Spinal Cord Treatment
Treatment of SCI begins before the patient is admitted to the hospital. Paramedics or other emergency medical services personnel carefully immobilize the entire spine at the scene of the accident. In the emergency department, this immobilization is continued while more immediate life-threatening problems are identified and addressed. If the patient must undergo emergency surgery because of trauma to the abdomen, chest, or another area, immobilization and alignment of the spine are maintained during the operation.
Intensive Care Unit Treatment
If a patient has a SCI, he or she will usually be admitted to an intensive care unit (ICU). Traction may be indicated to help bring the spine into proper alignment. Standard ICU care, including maintaining a stable blood pressure, monitoring cardiovascular function, ensuring adequate ventilation and lung function, and preventing and promptly treating infection and other complications, is essential so that SCI patients can achieve the best possible outcome.

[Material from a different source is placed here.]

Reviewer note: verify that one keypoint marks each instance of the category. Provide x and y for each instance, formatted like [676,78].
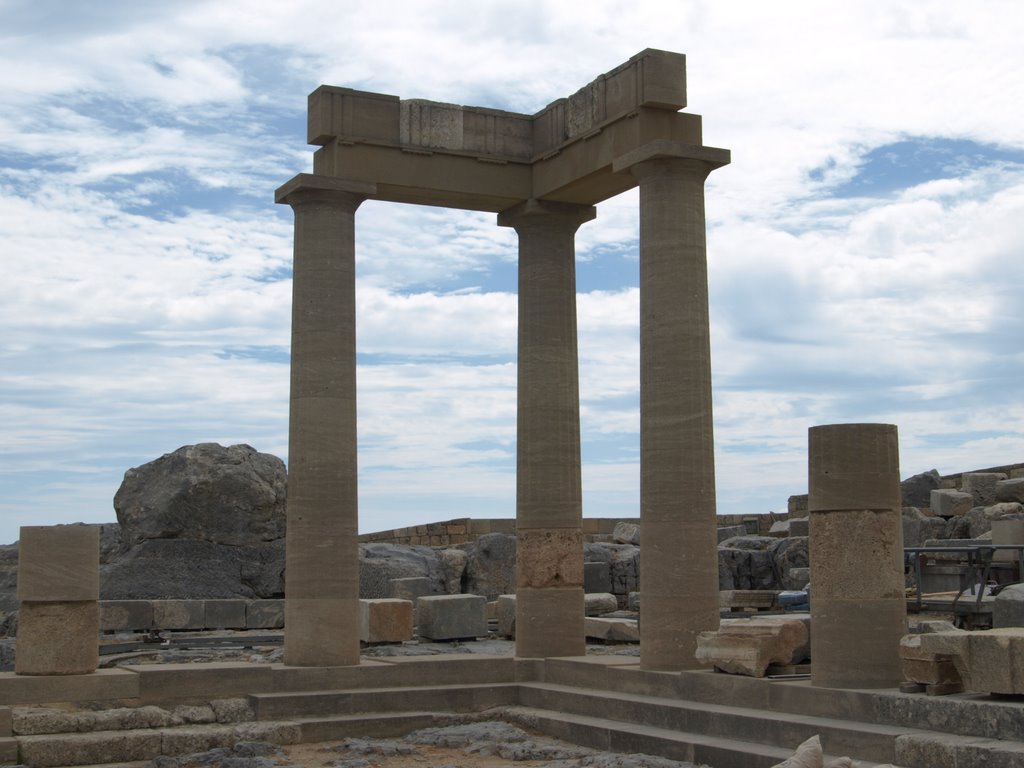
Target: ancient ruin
[826,669]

Methylprednisolone, a steroid drug, became available as a treatment for acute SCI in 1990 when a multicenter clinical trial showed better neurological scores in patients who were given the drug within the first eight hours of injury. Clinicians may consider methylprednisolone infusion if its potential benefits are felt to outweigh the risks of potential associated complications.
A surgeon may wish to take a patient to the operating room immediately if the spinal cord appears to be compressed by a herniated disc, blood clot, or other lesion. Even if surgery cannot reverse damage to the spinal cord, surgery may be needed to stabilize the spine to prevent future pain or deformity.
Neurological Improvement and Rehabilitation
Recovery of function depends upon the severity of the initial injury. Those who sustain a complete SCI are unlikely to regain function below the level of injury. However, if there is some degree of improvement, it usually evidences itself within the first few days after the accident. Incomplete injuries usually show some degree of improvement over time, but this varies with the type of injury. Although full recovery may be unlikely in many cases, some patients may be able to improve enough to ambulate and to control bowel and bladder function.
Rehabilitation often includes physical therapy, occupational therapy, and counseling for emotional support. The services may initially be provided while the patient is hospitalized. Following hospitalization, some patients are admitted to a rehabilitation facility. Other patients can continue rehab on an outpatient basis and/or at home.